# Basenjis, Lab Pup, Pugs, Chihuahua & Horse



## Jess2308 (May 12, 2009)

LOTS of photos!!


----------



## Goldstar (Nov 12, 2011)

They are all beautiful. Don't know why but I imagined Basenjis to be bigger than that , the lab pup is almost as big, they are beautiful dogs, especially the tri coloured ones


----------



## PetloverJo (Nov 4, 2011)

Lovely photo's 

I would love a Basenji


----------



## Mese (Jun 5, 2008)

Great pics Hun


----------



## Jess2308 (May 12, 2009)

Goldstar said:


> They are all beautiful.
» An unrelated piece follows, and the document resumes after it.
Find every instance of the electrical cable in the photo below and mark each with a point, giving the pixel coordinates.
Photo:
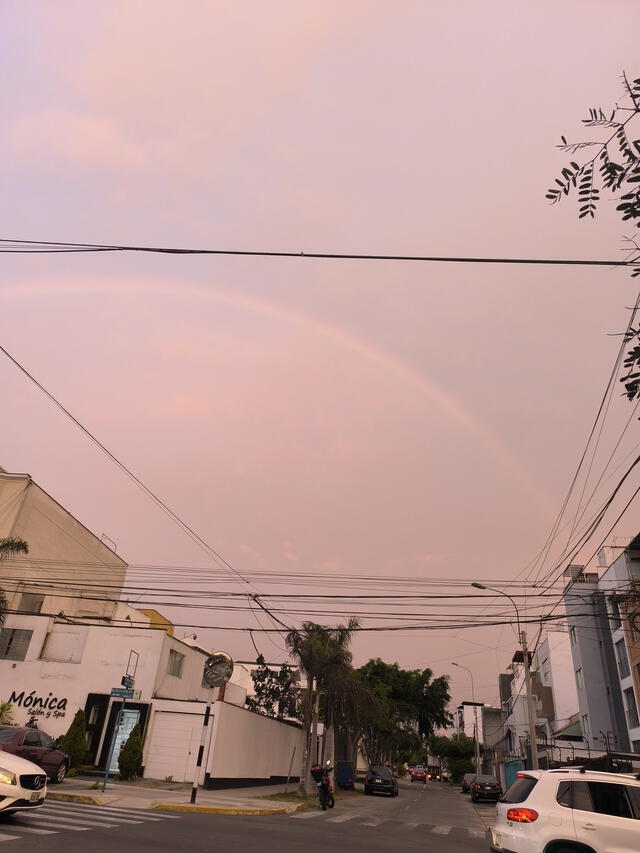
(40, 246)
Don't know why but I imagined Basenjis to be bigger than that , the lab pup is almost as big, they are beautiful dogs, especially the tri coloured ones


People always tell me they expect the basenji's to be bigger when they meet them in person, they are quite small dogs - perfect size IMO 



PetloverJo said:


> Lovely photo's
> 
> I would love a Basenji


Take your pick :laugh:



Mese said:


> Great pics Hun


Thank you!


----------



## Labrador Laura (Sep 12, 2010)

Beautiful dogs 

The lab pup looks so cheeky!! And your Basenjis are just gorgeous


----------



## portiaa (Dec 10, 2010)

I love Basenjis :001_wub: 

Gorgeous pictures of the doglets, stunning horse also


----------



## newton123 (Mar 17, 2012)

very nice pics...i love it.


----------



## Chihuahua-Rocky (May 10, 2011)

Love the Chihuahua and the red Basenji!!!


----------



## Bisbow (Feb 20, 2012)

PetloverJo said:


> Lovely photo's
> 
> I would love a Basenji


Me too, all lovely dogs and a lovely horse as well


----------